How a Game Taught Me to Correctly Price a Product - _kush
https://medium.com/@kush.ag/how-a-game-taught-me-to-correctly-price-a-product-8590b5929da1
======
jackfraser
Interesting. Ultimately, the traditional forms of price discovery inherent in
a market are a function of supply and demand; they don't really carry over
into the digital world where supply is effectively infinite and demand is
elastic.

Rather, what we face is a change from commodities (wheat, fish, etc) to
distinct products within a category. When I go searching for an app for a
purpose, I have to choose:

* Do I want the app that costs $10, which seems expensive for a phone app, but also seems like it's likely to be of the highest quality by virtue of the price?

* Do I want the app that's priced at $2.99, which is more than 99 cents but still not $10? It might be better than the 99 cent app, or it might be a 99 cent app that the creator got wise about and charges more for now...

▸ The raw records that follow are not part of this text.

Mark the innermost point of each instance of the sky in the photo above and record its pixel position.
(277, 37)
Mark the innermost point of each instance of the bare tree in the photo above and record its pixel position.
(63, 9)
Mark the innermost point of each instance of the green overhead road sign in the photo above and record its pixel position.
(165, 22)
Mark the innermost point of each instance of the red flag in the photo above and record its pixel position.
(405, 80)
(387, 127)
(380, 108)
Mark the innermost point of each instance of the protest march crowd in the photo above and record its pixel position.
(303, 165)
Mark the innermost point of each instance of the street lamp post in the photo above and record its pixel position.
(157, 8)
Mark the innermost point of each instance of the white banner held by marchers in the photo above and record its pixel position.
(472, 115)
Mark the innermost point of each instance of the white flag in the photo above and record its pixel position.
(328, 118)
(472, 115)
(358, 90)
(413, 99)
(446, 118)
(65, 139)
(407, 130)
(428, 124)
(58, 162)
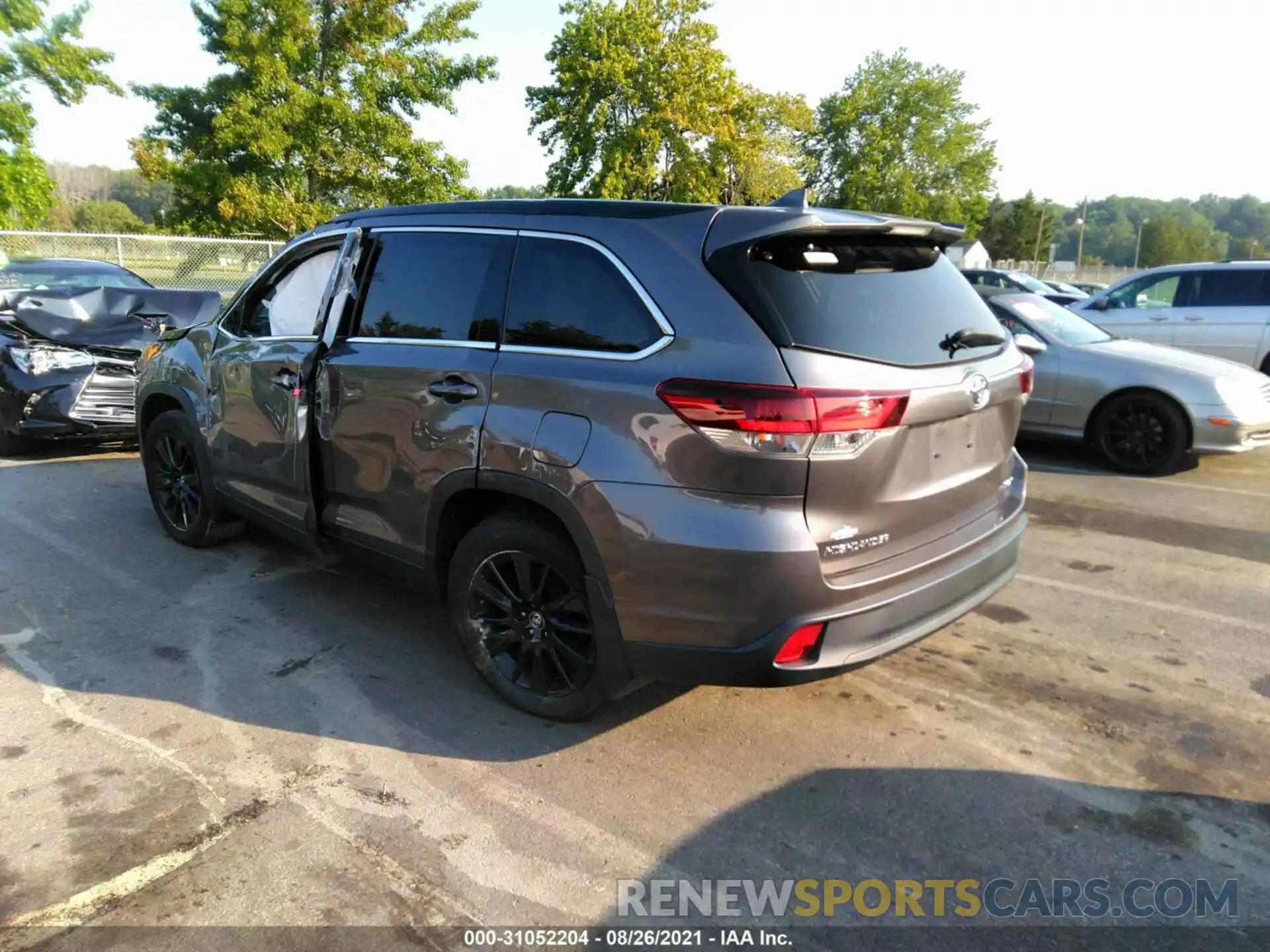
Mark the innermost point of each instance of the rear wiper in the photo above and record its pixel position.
(969, 337)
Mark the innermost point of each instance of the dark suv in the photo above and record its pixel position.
(626, 441)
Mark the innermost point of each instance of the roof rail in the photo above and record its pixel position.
(792, 200)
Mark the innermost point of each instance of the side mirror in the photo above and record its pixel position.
(1031, 344)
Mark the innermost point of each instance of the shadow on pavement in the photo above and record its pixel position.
(890, 825)
(1068, 455)
(291, 643)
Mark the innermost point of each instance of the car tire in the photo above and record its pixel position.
(519, 602)
(181, 485)
(1142, 433)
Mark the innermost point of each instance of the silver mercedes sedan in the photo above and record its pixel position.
(1143, 407)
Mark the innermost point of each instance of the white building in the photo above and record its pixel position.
(969, 254)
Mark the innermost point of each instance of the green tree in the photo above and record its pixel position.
(1162, 243)
(763, 159)
(45, 52)
(106, 218)
(312, 113)
(900, 139)
(1019, 230)
(643, 104)
(149, 201)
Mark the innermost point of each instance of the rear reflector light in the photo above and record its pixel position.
(802, 645)
(766, 419)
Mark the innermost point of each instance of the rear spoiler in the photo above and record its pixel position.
(790, 215)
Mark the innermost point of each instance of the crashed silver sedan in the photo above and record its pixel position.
(1142, 407)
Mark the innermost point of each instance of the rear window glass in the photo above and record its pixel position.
(1231, 288)
(879, 299)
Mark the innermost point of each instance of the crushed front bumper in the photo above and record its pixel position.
(95, 403)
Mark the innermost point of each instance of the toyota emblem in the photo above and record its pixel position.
(980, 391)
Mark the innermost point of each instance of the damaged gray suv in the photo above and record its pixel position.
(625, 441)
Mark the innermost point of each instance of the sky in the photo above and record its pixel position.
(1160, 99)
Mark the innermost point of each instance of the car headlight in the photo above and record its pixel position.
(46, 360)
(1242, 397)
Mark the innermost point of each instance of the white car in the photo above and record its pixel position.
(1216, 307)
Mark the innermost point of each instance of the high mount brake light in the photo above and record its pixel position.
(784, 420)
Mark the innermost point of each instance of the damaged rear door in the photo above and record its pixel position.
(259, 385)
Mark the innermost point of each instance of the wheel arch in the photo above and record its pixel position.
(465, 498)
(1152, 391)
(159, 399)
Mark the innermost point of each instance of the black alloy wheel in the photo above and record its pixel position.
(178, 489)
(521, 608)
(1142, 433)
(179, 484)
(534, 625)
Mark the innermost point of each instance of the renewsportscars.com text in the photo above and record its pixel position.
(999, 898)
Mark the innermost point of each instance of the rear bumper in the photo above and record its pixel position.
(887, 622)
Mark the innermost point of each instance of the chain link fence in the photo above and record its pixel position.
(164, 260)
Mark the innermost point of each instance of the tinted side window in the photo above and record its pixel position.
(568, 295)
(1231, 288)
(1150, 291)
(436, 286)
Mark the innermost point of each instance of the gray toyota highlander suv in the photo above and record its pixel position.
(625, 441)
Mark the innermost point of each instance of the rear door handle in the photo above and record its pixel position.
(286, 380)
(454, 389)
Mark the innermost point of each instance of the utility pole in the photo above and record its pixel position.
(1080, 238)
(1040, 227)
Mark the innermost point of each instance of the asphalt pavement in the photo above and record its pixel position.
(248, 735)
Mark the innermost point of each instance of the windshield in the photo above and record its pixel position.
(1024, 281)
(24, 280)
(876, 298)
(1054, 320)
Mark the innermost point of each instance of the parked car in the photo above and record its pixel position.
(1062, 287)
(1216, 307)
(67, 354)
(1089, 287)
(1141, 405)
(41, 273)
(1016, 281)
(628, 441)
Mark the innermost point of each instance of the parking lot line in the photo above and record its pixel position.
(1146, 603)
(1166, 484)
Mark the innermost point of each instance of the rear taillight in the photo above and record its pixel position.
(802, 645)
(751, 418)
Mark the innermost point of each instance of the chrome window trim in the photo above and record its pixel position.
(435, 229)
(659, 344)
(426, 342)
(658, 317)
(452, 229)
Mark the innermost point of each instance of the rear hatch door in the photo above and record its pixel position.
(925, 385)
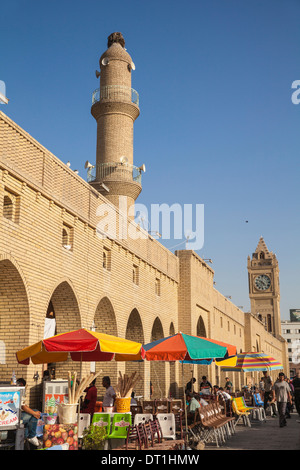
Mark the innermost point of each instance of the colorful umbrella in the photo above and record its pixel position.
(82, 345)
(186, 348)
(230, 356)
(254, 361)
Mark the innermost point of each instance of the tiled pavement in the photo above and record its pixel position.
(264, 436)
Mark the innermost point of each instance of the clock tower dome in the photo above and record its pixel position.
(263, 272)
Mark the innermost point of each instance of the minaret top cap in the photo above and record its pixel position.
(116, 49)
(116, 37)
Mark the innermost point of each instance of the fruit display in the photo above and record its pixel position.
(57, 434)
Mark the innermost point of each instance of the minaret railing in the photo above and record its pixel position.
(116, 93)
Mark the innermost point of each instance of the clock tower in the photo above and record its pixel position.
(263, 272)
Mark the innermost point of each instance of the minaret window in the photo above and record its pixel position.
(135, 275)
(8, 208)
(67, 237)
(106, 259)
(157, 287)
(269, 323)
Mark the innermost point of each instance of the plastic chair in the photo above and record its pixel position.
(102, 420)
(142, 418)
(240, 414)
(148, 407)
(161, 406)
(167, 424)
(84, 422)
(120, 424)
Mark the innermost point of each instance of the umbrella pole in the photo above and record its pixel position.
(185, 410)
(79, 401)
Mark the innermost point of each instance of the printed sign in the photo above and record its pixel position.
(9, 408)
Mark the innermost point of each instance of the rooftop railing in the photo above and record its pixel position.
(116, 93)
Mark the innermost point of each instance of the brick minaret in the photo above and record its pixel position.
(115, 108)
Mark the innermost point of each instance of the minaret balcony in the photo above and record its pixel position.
(117, 93)
(115, 171)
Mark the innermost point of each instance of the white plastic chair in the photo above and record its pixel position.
(167, 424)
(142, 418)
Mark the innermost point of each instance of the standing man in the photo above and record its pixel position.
(228, 385)
(90, 399)
(109, 397)
(296, 384)
(282, 392)
(30, 418)
(268, 384)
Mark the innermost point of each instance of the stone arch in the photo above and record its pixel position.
(67, 318)
(173, 388)
(105, 322)
(157, 368)
(14, 314)
(201, 369)
(135, 332)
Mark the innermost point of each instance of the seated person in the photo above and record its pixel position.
(29, 417)
(192, 407)
(205, 386)
(220, 393)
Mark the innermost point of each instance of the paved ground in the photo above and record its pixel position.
(264, 436)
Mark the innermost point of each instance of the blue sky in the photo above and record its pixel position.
(217, 124)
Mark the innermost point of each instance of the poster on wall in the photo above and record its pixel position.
(9, 408)
(52, 400)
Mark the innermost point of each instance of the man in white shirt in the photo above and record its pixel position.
(29, 417)
(110, 395)
(282, 393)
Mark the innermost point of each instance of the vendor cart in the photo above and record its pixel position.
(11, 426)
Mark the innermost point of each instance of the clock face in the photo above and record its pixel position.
(262, 282)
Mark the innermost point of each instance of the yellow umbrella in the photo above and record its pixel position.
(82, 345)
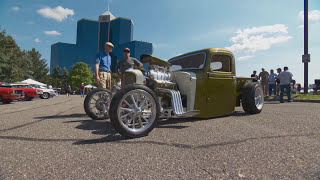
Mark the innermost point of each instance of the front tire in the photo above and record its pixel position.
(252, 98)
(96, 104)
(135, 111)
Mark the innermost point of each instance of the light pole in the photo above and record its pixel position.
(306, 56)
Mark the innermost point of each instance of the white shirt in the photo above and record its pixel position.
(285, 77)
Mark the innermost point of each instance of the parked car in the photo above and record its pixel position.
(47, 93)
(201, 84)
(8, 94)
(30, 92)
(57, 90)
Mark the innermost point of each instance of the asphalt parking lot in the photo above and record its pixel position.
(54, 139)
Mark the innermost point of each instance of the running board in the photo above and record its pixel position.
(177, 104)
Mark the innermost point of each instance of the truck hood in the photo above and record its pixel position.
(152, 60)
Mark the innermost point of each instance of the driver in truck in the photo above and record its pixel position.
(126, 63)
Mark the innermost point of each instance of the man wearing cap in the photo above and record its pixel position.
(285, 80)
(102, 67)
(126, 63)
(263, 76)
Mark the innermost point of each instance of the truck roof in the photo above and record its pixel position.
(218, 50)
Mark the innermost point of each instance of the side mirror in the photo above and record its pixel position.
(215, 65)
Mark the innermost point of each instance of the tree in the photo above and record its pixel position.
(80, 73)
(17, 65)
(38, 66)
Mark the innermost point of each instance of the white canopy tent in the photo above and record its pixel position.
(31, 81)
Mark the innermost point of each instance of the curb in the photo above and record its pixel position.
(298, 100)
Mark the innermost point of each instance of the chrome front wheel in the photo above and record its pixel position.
(97, 103)
(134, 111)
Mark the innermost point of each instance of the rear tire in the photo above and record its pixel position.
(135, 111)
(45, 96)
(252, 98)
(94, 102)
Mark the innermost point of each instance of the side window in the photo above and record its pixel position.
(220, 63)
(193, 61)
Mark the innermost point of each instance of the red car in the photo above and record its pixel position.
(8, 94)
(30, 92)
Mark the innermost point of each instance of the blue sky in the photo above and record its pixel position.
(264, 33)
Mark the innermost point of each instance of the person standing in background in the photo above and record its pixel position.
(255, 76)
(285, 80)
(102, 67)
(82, 90)
(272, 82)
(278, 81)
(263, 76)
(68, 89)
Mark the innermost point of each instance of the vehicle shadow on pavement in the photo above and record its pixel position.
(77, 115)
(100, 127)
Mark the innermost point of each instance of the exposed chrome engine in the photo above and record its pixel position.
(159, 73)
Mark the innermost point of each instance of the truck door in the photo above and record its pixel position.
(221, 83)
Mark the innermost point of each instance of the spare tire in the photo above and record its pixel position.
(252, 98)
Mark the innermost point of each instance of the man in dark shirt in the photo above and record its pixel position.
(126, 63)
(255, 76)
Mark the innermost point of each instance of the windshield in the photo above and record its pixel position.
(193, 61)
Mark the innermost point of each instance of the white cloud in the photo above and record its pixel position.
(58, 13)
(313, 15)
(15, 8)
(37, 40)
(160, 45)
(259, 38)
(245, 57)
(52, 33)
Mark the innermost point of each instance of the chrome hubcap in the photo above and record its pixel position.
(136, 111)
(99, 103)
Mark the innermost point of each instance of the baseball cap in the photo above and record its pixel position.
(109, 44)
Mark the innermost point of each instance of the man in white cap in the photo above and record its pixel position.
(126, 63)
(102, 67)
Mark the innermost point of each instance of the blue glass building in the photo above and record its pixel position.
(91, 37)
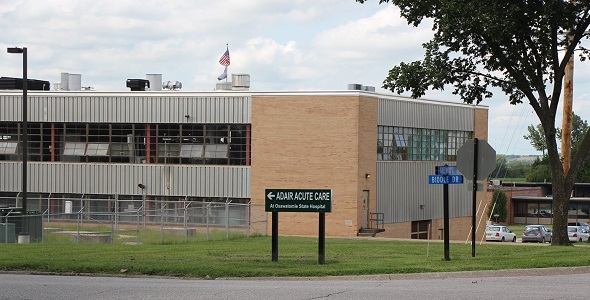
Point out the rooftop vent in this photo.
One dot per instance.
(355, 87)
(138, 84)
(9, 83)
(360, 87)
(172, 85)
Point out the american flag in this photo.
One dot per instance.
(224, 59)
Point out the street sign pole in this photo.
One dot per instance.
(275, 236)
(322, 239)
(474, 195)
(446, 220)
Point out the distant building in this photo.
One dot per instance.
(532, 202)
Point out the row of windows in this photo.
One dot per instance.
(403, 143)
(129, 143)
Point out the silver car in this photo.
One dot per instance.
(536, 233)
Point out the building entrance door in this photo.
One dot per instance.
(365, 209)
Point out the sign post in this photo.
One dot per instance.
(476, 159)
(446, 175)
(294, 200)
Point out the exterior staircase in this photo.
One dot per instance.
(369, 231)
(375, 225)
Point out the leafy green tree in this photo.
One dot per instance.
(536, 137)
(498, 206)
(516, 47)
(541, 170)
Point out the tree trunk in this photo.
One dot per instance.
(560, 212)
(561, 193)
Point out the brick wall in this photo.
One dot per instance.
(315, 142)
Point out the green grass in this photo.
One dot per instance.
(298, 256)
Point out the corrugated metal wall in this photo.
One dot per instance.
(130, 108)
(178, 180)
(425, 114)
(403, 186)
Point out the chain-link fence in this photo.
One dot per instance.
(131, 221)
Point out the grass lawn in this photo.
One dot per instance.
(298, 256)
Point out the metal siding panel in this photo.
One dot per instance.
(128, 109)
(406, 113)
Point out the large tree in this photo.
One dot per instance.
(540, 169)
(536, 137)
(518, 47)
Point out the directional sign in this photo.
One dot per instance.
(287, 200)
(446, 170)
(486, 159)
(445, 179)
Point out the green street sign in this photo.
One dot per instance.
(288, 200)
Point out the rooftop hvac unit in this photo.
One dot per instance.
(9, 83)
(223, 86)
(240, 82)
(172, 85)
(155, 81)
(355, 87)
(65, 80)
(75, 83)
(138, 84)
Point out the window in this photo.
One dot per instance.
(75, 149)
(211, 144)
(402, 143)
(191, 150)
(8, 147)
(97, 149)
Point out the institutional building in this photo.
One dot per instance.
(146, 148)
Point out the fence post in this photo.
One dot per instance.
(185, 223)
(112, 218)
(207, 219)
(248, 222)
(162, 223)
(227, 220)
(116, 211)
(78, 226)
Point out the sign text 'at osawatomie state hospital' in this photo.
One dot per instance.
(283, 200)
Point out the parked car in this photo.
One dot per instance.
(584, 225)
(499, 233)
(536, 233)
(578, 234)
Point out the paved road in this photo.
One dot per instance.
(555, 283)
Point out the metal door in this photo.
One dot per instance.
(365, 209)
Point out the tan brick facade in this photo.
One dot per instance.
(315, 142)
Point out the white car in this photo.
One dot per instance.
(499, 233)
(578, 234)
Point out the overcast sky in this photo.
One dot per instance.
(283, 45)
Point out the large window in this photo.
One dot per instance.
(217, 144)
(403, 143)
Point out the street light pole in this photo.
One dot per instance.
(24, 152)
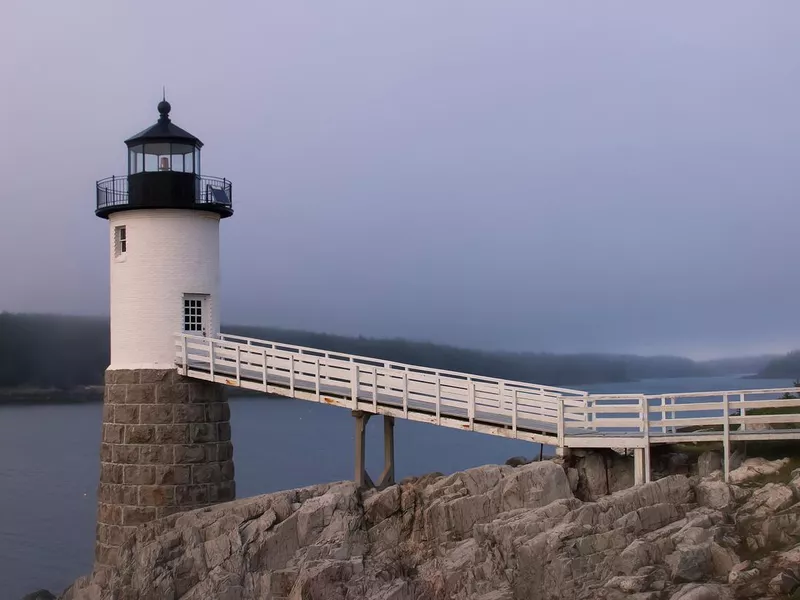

* Do I want the 99 cent app, knowing it's the least someone can charge? Does this imply a lack of quality? It feels a little bit better than the next category...

* How about the free app with ads and in-app purchases? I see that and worry that the app will annoy me and not be useful.

* How about the entirely free app?

I find myself experimenting with the latter, most of the time. One technique
that works really well on me is to have two separate apps, one free with no
ads/in-app purchases but limited in functionality with multiple indications of
what I could do in the paid app, and then a paid app for $5 or so. If I like
the basic version and the quality seems right, upgrading is an easy decision.

Perhaps app stores could incorporate feedback functionality so someone can
press a button indicating how they feel about value for money - "I'd buy this
but it's too expensive", or a "Wow, what a deal" button.